The New York Times for some reason invites public discussion on: " When Should Antiquities Be Repatriated to Their Country of Origin?" January 21, 2015.

It's the usual old stuff. James Cuno, president, J. Paul Getty Trust goes off on his usual tirade about Artifacts as Instruments of Nationalism ("Legal claims can be adjudicated. But national identity claims can only be argued because national cultural property is a state-based construction"); I presume he'll not be pledging his allegiance to the American flag, or taking his grandchildren to see the Liberty Bell and the Constitution in its nitrogen-filled display case. Philosophy professor Kwame Anthony Appiah has been roped in to present one of his party-pieces: There Is No National Home for Art ("Art from everywhere can matter to people from anywhere. Those of us who live in the city of the Metropolitan Museum know that extremely well").
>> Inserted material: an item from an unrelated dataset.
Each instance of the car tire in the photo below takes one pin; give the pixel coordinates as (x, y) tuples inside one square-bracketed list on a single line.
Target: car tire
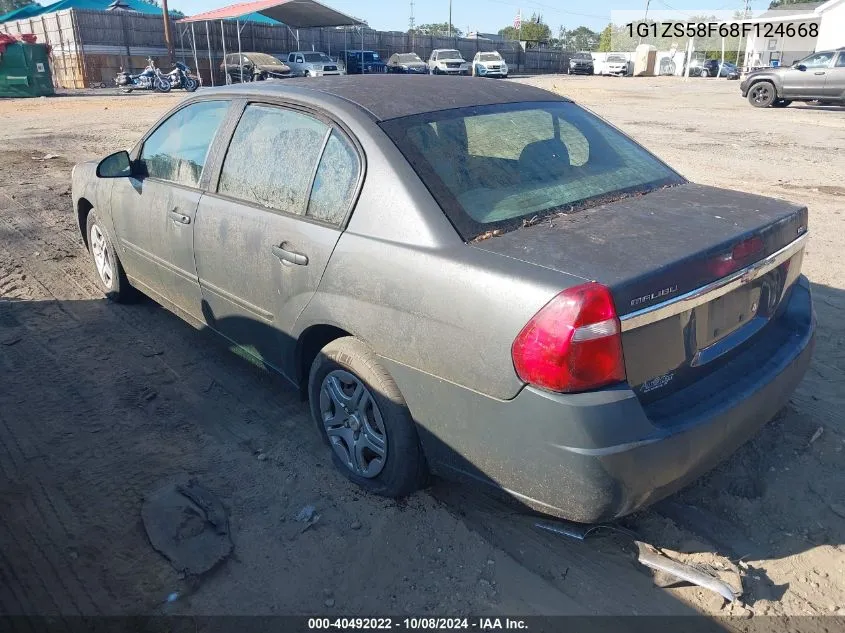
[(348, 364), (762, 94), (108, 270)]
I really do not see why these people have problems with allowing others the right to feel that cultural objects coming from their country belong to their heritage and that they should be part of the decision-making process about what leaves. It is almost as if these polemicists are ignoring it in pursuit of their own aims. The Black rhino today forms part of the fauna of a number of national territories. It is for these countries to benefit from this in return for taking as best care for that resource as they can. There is "no national home for the rhinoceros". The Black Rhino belongs to everyone, to you, me, Dr Cuno as well as Slasher D'eath the ivory wholesaler. The question is whether that means that the needs of Mr Slasher or Dr Cuno override those of others in this regard. Do they override the needs to conserve the rhino population in, say, Tanzania? Put in those terms asking the question "when" their rights override a Tanzanian desire to protect and restore what they have looks a little different.